Closed Uzlopak closed 1 year ago
https://dev.to/samchon/good-bye-typescript-is-ancestor-of-typia-20000x-faster-validator-49fi
Around the same time, I had made another library named typescript-json.
It performs AoT (Ahead of Time) compliation like typescript-is, but it was not for runtime validation, but for JSON schema generation. About JSON serialization boosting, typescript-json had utilized fast-json-stringify by automatically generated JSON schema.
For reference, purpose of typescript-json was to accomplish below nestia, generating Swagger Documents with pure TypeScript type.
Thanks for notification. As typia
had started from wrapper of fast-json-stringify
(at that time, package name was typescript-json
), I'm still using string serializer of fast-json-stringify
. I'll update string serializer following fast-json-stringify
. Also, I'll perform benchmark again with latest version of fast-json-stringify
.
By the way, typia
has four stringify functions and assertStringify
is simliar with fast-json-stringify
. Benchmark result is showing all of those typia
stringify functions (https://typia.io/docs/json/stringify/#performance), but as normal users don't know the difference, I can understand why you feel it as unfair. About this topic, how about adding a comment that fast-json-stringify
is similar with typia.assertStringify()
under the graph? If you want, you can edit https://github.com/samchon/typia/blob/master/website/pages/docs/json/stringify.mdx#L497-L507, and send a PR for that.
stringify
isStringify
assertStringify
validateStringify
Sure, I will provide a PR.
Please check if the patch for serializer for asString makes a perf boost. If you see a performance regression, than I would need to investigate.

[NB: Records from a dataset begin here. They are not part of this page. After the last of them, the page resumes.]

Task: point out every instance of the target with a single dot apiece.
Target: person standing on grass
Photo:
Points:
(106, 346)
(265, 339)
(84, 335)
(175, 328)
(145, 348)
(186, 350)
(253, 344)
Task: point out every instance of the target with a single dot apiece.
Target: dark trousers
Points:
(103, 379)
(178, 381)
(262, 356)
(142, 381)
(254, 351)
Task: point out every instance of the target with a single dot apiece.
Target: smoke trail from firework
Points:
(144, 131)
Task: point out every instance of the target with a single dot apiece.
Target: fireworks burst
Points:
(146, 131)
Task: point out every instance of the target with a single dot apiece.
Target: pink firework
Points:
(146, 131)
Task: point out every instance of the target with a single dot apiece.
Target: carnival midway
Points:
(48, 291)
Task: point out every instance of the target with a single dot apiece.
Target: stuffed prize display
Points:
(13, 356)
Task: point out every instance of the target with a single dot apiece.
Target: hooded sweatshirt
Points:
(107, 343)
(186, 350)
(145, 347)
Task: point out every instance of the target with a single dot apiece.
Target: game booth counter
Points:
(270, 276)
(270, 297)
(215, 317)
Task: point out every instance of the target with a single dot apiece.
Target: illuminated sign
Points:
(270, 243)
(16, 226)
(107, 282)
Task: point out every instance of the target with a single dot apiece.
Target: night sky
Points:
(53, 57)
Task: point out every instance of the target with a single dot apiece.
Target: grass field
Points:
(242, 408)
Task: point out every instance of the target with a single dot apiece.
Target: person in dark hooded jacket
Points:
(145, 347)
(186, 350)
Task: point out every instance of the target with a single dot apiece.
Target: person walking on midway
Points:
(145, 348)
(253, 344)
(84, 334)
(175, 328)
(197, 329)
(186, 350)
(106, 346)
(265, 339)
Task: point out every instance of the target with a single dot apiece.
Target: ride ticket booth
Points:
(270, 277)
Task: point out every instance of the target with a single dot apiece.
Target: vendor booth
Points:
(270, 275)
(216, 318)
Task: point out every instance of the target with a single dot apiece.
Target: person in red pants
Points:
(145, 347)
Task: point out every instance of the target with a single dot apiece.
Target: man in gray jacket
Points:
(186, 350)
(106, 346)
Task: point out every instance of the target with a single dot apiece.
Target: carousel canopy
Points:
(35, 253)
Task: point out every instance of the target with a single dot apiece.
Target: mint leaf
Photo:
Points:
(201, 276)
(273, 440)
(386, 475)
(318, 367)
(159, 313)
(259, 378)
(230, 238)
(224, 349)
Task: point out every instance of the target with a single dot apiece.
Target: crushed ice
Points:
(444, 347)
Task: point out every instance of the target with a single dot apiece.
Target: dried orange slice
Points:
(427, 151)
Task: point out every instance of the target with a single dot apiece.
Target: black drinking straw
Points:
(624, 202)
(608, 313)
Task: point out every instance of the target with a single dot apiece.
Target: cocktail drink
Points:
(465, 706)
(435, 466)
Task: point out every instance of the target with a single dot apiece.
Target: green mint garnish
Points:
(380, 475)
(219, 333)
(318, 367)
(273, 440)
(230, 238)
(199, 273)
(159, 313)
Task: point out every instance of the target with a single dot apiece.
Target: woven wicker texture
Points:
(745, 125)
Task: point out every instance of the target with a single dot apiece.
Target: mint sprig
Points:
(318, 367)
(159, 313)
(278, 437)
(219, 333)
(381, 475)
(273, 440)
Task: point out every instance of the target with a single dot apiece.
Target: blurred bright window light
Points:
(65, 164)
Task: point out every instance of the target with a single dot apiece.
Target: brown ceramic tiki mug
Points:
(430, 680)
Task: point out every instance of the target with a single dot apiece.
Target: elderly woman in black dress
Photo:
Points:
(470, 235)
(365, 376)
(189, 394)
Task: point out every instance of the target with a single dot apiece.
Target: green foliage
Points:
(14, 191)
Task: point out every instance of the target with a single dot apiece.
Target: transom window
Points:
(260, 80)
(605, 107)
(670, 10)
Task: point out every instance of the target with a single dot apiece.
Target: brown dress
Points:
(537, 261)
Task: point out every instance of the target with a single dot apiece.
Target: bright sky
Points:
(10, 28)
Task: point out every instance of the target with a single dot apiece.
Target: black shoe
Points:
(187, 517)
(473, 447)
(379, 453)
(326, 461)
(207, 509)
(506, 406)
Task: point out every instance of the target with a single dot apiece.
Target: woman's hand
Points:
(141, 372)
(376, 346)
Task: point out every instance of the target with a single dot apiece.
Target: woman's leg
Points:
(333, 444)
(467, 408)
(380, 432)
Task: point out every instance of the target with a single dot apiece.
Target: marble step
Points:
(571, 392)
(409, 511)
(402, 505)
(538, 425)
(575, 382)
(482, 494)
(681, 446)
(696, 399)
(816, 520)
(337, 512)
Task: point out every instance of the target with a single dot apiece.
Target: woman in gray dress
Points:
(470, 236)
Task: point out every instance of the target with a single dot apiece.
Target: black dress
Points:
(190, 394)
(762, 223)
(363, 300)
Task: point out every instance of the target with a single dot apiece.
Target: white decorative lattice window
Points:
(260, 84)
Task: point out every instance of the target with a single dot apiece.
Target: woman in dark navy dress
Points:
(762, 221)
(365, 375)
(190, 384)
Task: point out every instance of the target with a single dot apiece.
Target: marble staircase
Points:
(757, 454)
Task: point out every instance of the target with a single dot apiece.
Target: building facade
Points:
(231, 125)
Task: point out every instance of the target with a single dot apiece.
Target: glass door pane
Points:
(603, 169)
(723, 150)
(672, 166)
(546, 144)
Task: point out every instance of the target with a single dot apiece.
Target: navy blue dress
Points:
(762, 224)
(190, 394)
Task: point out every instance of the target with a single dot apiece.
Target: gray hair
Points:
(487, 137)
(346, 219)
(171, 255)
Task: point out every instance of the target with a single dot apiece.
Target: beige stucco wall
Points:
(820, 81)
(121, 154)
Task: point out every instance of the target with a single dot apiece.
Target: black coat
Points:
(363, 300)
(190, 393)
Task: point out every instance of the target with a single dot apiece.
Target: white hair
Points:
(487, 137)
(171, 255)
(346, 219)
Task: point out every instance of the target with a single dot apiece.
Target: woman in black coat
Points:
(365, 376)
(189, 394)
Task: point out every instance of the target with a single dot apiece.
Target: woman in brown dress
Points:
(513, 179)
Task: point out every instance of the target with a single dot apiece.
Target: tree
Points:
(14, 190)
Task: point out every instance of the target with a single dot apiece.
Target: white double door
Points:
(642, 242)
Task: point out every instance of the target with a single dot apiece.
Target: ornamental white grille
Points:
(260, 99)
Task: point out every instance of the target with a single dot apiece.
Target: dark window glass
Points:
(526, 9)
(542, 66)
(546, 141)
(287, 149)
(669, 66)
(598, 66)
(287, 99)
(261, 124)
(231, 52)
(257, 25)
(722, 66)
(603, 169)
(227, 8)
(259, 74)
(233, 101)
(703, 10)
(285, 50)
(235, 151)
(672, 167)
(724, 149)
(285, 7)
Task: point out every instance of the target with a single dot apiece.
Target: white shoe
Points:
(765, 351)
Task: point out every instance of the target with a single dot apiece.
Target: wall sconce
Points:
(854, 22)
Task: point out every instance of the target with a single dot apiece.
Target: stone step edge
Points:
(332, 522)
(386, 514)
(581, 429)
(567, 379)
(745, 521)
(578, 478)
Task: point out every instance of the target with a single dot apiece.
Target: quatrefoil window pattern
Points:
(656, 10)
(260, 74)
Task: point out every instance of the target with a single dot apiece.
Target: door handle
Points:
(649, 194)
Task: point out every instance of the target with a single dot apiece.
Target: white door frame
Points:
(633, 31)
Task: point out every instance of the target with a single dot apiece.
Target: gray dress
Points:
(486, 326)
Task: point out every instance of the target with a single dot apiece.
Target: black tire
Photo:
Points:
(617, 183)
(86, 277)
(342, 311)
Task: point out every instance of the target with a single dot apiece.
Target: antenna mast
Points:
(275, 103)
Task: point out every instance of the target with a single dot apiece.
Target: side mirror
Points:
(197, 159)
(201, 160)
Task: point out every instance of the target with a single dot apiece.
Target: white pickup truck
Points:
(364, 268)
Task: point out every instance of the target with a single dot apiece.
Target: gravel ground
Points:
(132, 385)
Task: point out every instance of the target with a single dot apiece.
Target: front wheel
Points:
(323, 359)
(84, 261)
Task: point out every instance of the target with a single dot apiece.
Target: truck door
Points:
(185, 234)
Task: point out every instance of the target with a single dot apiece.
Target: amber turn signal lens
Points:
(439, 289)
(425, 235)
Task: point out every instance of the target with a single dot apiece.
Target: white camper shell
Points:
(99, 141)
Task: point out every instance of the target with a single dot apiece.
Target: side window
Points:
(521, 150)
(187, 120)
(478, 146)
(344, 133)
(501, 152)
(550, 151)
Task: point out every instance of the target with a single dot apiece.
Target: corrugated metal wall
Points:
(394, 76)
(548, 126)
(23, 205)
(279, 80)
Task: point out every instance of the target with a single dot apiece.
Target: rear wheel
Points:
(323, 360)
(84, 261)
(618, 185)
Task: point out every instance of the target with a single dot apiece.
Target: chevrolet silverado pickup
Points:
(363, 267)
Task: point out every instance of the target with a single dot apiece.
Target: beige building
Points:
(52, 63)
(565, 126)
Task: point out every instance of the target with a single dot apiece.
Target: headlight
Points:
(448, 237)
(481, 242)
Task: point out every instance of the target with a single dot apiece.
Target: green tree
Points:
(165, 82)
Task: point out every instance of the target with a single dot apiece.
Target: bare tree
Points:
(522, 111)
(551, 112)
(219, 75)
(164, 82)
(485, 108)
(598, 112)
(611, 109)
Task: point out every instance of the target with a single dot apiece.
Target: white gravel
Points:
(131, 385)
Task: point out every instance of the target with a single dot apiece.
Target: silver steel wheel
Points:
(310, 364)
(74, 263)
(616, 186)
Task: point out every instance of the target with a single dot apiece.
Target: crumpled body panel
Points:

You can measure benchmark of typia.stringify<T>()
function by below commands.
# PREVIOUS SMALL-STRING
git clone https://github.com/samchon/typia -b features/original typia@original
cd typia@original
npm install
npm run benchmark
# ADVANCED SMALL-STRING
cd ..
git clone https://github.com/samchon/typia -b features/stringify typia@advanced
cd typia@advanced
npm install
npm run benchmark
By the way, as my benchmark program of stringify
function handling composite types, it would much better to make a new dedicated benchmark function for only your asStringSmall()
function.
https://github.com/samchon/typia/blob/features/stringify/test/issues/736.ts
I made a dedicated benchmark, and you can run it through:
git clone https://github.com/samchon/typia -b features/stringify typia@stringify
cd typia@stringify
npm install
npm run issue 736
@Uzlopak Fixed length to be 41, and new algorithm became slower than before
previous 6867.585931699803
advanced 6861.237658316788
When fix length to be 5, and new algorithm is still slower
previous 33501.367175249296
advanced 33126.283614757245
Yes, the number 42 is super arbitrary. I asked @mcollina why 42, but it seems it was a random number.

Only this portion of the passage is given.